O barão (republicano, claro) Gérard Larcher, presidente do Senado, Bruno Retailleau, o presidente dos Republicanos no Senado, e Laurent Wauquiez, atual líder republicano na Assembleia Nacional, aprovaram Bertrand, considerado-o conciliador. Metade do caminho já estará, portanto, percorrido. Falta, e essa é uma exigência dos Republicanos, outro tanto andar: os partidos (ou pelo menos uma maioria) devem garantir que não farão cair o novo primeiro-ministro - se o for - à primeira instabilidade.
O problema é que os conservadores querem, lá diz o ditado, sol na eira e chuva no nabal: Xavier Bertrand governaria com uma espécie de carta branca, mas não poderia implementar políticas apelidadas de “esquerda”. O equilíbrio é improvável, mas Macron vai apelar (como o fez em eleições) ao melhor sentido “republicano” dos outros partidos. E prometerá de Bertrand um primeiro-ministro dialogante.
Um pequeno gaulista que sonha (grande) com o Eliseu
Mas quem é o putativo primeiro-ministro, quem é no fim de contas Xavier Bertrand? Um político feito a pulso, um governante de trabalhos duros, ambicioso, aguerrido, conservador dos sete costados.
De 59 anos, natural de Châlons-sur-Marne, cidade no nordeste francês, Bertrand teve um pai bancário, diz (e orgulha-se) que nunca frequentou “as melhores escolas”, nunca pertenceu às elites. Formando em direito público e especializado em administração local, chegaria ao topo pé ante pé, lentamente. Por anos foi agente de seguros na Swiss Life, aproximou-se (quando tinha somente 17 anos) do centro-direita gaulista do Reagrupamento para a República de Jacques Chirac e foi ele, Chirac, quem o quis fazer ministro — não sem antes ter sido assessor parlamentar e deputado à Assembleia Nacional, na viragem do século, sempre com algum beneplácito do histórico líder francês.

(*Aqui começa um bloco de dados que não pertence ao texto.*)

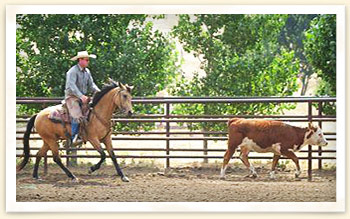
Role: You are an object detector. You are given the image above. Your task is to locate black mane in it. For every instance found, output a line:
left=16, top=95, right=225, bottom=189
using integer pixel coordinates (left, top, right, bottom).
left=91, top=83, right=118, bottom=107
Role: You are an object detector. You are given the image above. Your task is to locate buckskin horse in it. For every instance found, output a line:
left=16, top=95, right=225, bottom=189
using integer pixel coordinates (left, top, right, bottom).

Primeiro foi ministro da Saúde, no governo de Dominique de Villepin, entre 2005 e 2007, função em que se lhe elogiou a maneira como lidaria com a epidemia de chikungunya em Reunião, igualmente como enfrentaria a gripe das aves e, talvez menos epidémica mas certamente mais polémica, como implementou a proibição de fumar em locais públicos. A capacidade de liderança sob pressão e sob discórdia despertou a atenção de Nicolas Sarkozy, que o escolheria para porta-voz da sua campanha presidencial em 2007.

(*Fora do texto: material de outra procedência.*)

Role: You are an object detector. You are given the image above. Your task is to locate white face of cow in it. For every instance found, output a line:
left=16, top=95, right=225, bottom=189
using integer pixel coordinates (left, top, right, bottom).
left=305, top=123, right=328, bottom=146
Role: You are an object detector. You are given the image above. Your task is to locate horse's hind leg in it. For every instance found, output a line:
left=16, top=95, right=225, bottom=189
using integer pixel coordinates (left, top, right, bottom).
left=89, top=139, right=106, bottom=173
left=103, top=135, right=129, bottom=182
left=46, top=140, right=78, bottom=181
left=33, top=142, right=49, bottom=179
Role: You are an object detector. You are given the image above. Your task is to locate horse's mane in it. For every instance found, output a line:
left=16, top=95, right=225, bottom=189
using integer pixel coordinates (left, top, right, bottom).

Passaria de Chirac para Sarkozy, de gaulista a neo-gaulista, manteve-se conservador, e trocou o Reagrupamento para a República pelos Republicanos - não sem antes ter sido secretário-geral do partido antecessor do Republicanos, o União por um Movimento Popular. Foi presidente da Câmara de Saint-Quentin em 2010, mas logo regressaria a um governo, e ainda em 2010 acabaria ministro do Trabalho de François Fillon - mas sendo, claro, um protegido do presidente: Sarkozy. No Ministério do Trabalho, das Relações Sociais e da Solidaridade, apresentou um conjunto de medidas (por muitos elogiadas, para muitos impopulares) para impulsionar empregos e combater a corrupção nos apoios sociais.

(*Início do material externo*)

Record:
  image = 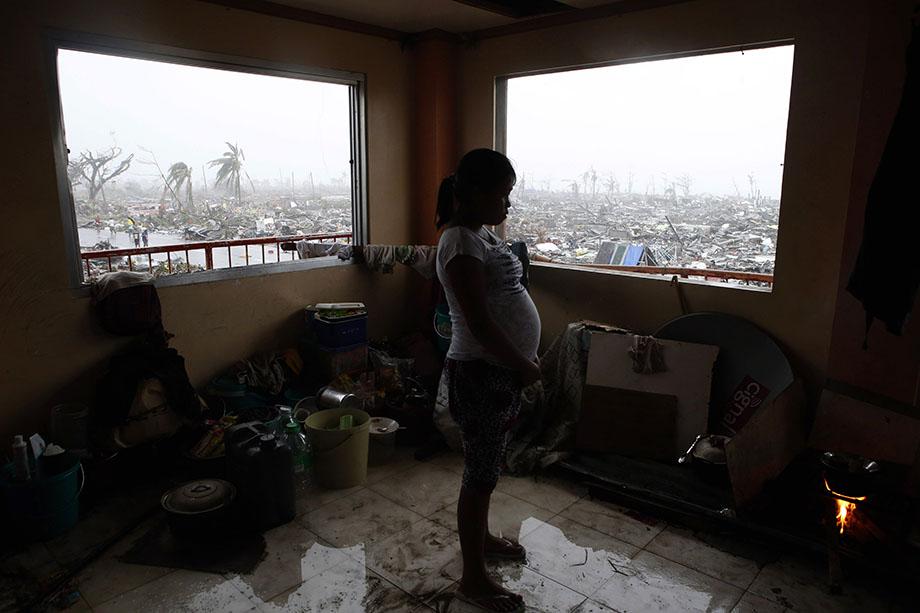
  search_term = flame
[824,479,866,534]
[837,498,856,534]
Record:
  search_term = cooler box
[306,303,367,349]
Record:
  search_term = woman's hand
[521,358,541,387]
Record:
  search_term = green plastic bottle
[284,421,313,481]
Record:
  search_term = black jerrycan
[225,421,297,532]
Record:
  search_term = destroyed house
[0,0,920,613]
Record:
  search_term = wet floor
[3,450,899,613]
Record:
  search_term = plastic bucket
[0,458,84,542]
[304,409,370,489]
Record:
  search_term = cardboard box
[576,332,719,461]
[575,385,677,461]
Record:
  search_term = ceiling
[272,0,620,33]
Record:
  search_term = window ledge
[73,256,355,298]
[530,260,775,294]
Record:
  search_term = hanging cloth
[847,25,920,348]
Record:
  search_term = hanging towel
[847,26,920,340]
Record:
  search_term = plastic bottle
[284,421,313,481]
[13,434,32,481]
[275,404,296,438]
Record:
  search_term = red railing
[80,232,352,279]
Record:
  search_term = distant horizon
[507,45,794,200]
[58,49,351,190]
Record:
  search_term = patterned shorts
[444,359,521,493]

A vida política, em crescendo, trouxe-lhe ambição para mais. Era preciso um frente-a-frente. E teve-o. Em 2015 bateu de frente contra Marine Le Pen, herdeira da extrema-direita francesa, e derrotou-a (por muito) na votação para presidente do Conselho Regional de Hauts-de-France, uma região que se tornara um bastião dos nacionalistas franceses. “Nós esmagamos as mandíbulas da Frente Nacional , as suas palavras incendiárias, as suas propostas inúteis”, afirmaria, glorioso, Bertrand. Não lhe bastaria, ainda queria mais, e talvez quisesse liderar os Republicanos. Mas uma vitória e eleição esmagadora de Laurent Wauquiez (que hoje o apoia, curiosamente) como presidente do partido em 2017 resfriou-lhe ímpetos. Bateu com a porta. Ameaçou desfiliar-se: “Eu não reconheço mais a minha família política, então decidi deixá-la. Não gosto da sua política de agressividade e do uso de bodes expiatórios”.
Não seria uma saída da política, antes uma forma de correr a solo. Em 2020, Bertrand expressou publicamente pretensões em desafiar o atual presidente Emmanuel Macron nas eleições francesas de 2022. Seria o candidato de todo o centro-direita, augurava Xavier Bertrand. Até porque para ele Macron era só mais um "liberal anglo-saxónico”, um “banqueiro de negócios” — numa referência ao passado de Macron no Rothschild —, descrevendo-o ainda como um “líder fraco” nas questões da imigração e segurança. “Se Macron fosse de direita, teria feito da segurança uma prioridade. Não é. Eu é que sou o representante de uma direita social e popular”, concluiu Bertrand. Problema: no congresso do partido, em 2021, só ficou em quarto lugar, depois de Valérie Pécresse, Éric Ciotti e Michel Barnier. Não desafiou Macron nas urnas. Mas ganhou de alguma forma, pois quem desafiou (Valérie Pécresse) acabou por obter o pior resultado republicano num sufrágio à Presidência. Foi em 2022 — e Macron venceu.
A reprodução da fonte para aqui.